SANREMO. Non ci sarebbe stata occasione più giusta di una giornata festivaliera per parlare con lei, Fidia, 22 anni cantautrice milanese, esclusa da Claudio Baglioni dal recente Festival di Sanremo, per il quale aveva presentato il brano “Perfida Poesia”. Molti articoli sui giornali non mancarono di sottolineare la bocciatura del tema del femminicidio. La sua era una canzone di denuncia che si prefiggeva e si prefigge tutt’ora di esprimere un messaggio forte e chiaro: lottare insieme contro la violenza sulle donne.


 Il suo titolo – dice Fidia – visti anche gli ultimi casi di cronaca nera nel nostro bel Paese, è dovuto alla voglia di tornare comunque ad ascoltare poesia pura, non troppo sporcata nell’immaginario dai tragici delitti. Il testo è molto diretto per un obiettivo altrettanto chiaro: fermare il brutale fenomeno del femminicidio e ridare speranza a tutte le donne, giovani e meno giovani. Il brano è stato scritto dal cantautore Claudio Daiano e l’arrangiamento è stato curato dal maestro Vince Tempera, la stessa coppia che nel 1975 firmò un eccezionale brano di rivolta femminile: Sei bellissima. Uno dei pezzi eterni di Loredana Bertè che non smetterà mai di piacere.

Il tema del femminicidio e della violenza sulle donne è un tema molto caro a questa giovane artista.
Ci spiega:
Il brano è piaciuto molto all’Associazione Divieto di Femmicidio tanto da diventarne il suo testimonial. Sono molto legata a questa tematica e sento di volerlo essere ancora e sarò felice di considerarmi la loro portavoce. Sia perché sono giovane, sia perché, comunque, è una tematica molto attuale di un male che purtroppo stenta a debellarsi. Io continuerò a ricordarla e a proporla anche nei miei concerti dell’imminente estate, durante il tour che avrà anche la presenza di due ottimi musicisti come il croato Aco Bocina e l’italianissimo Giacomo Celentano, figlio del “molleggiato” che tutto il mondo conosce.

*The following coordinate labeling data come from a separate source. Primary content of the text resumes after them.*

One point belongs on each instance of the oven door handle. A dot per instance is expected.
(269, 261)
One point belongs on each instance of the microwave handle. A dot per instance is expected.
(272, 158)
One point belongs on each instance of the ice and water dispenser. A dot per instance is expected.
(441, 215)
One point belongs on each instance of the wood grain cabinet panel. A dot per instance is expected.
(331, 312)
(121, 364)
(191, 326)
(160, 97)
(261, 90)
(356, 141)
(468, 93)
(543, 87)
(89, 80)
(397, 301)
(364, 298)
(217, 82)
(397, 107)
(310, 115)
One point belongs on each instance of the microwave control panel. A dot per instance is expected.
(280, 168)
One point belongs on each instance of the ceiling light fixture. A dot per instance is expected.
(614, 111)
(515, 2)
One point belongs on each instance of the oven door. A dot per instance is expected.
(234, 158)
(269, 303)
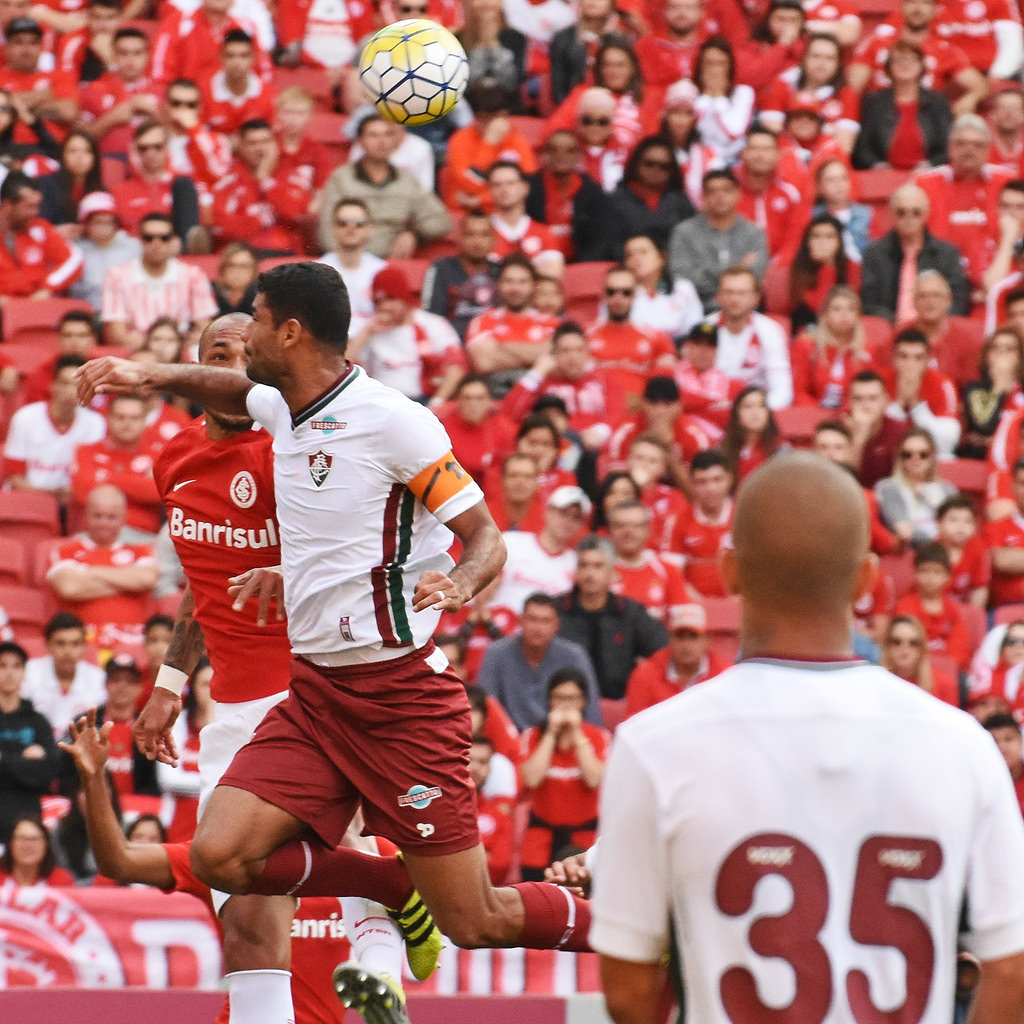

Festivalnews: Una domanda, Fidia, a distanza di due mesi dal Festival. Spinta dal tuo gruppo di lavoro hai tentato di partecipare allo scorso Sanremo Giovani con il brano,
Perfida Poesia che è stato anche il tuo primo singolo, uscito all’inizio di dicembre 2017. Il tema scelto era ed è sicuramente delicato e di grandissima attualità perché riguarda un rapporto affettivo che termina, appunto, con un femminicidio: non credi che un argomento come questo avrebbe meritato maggior attenzione in una vetrina importante come quella di Sanremo?

Fidia: Ripensandoci ci aspettavamo un riscontro diverso, perché la tematica è dannatamente attuale e sentivamo il desiderio con il mio team, di restituire forza alle donne che subiscono violenza tutti i giorni. Si, Perfida Poesia è il mio primo singolo in italiano, perché in realtà il mio primo singolo è uscito pochi mesi prima, un brano in inglese scritto da me, dal titolo What’s the Meaning. Perfida Poesia invece nasceva da una mia idea, poi è stata sviluppata da professionisti come Tempera e Daino. Dal Festival ci aspettavamo qualcosa in più, perché sarebbe stato importante lanciare un messaggio forte per tutti. La tematica resta delicata. Probabilmente abbiamo detto la verità in maniera troppo diretta e l’autore non ha voluto usare mezzi termini nella lirica. Abbiamo puntato su un testo incisivo, alleggerito da un arrangiamento coinvolgente, ma sicuramente meno drammatico.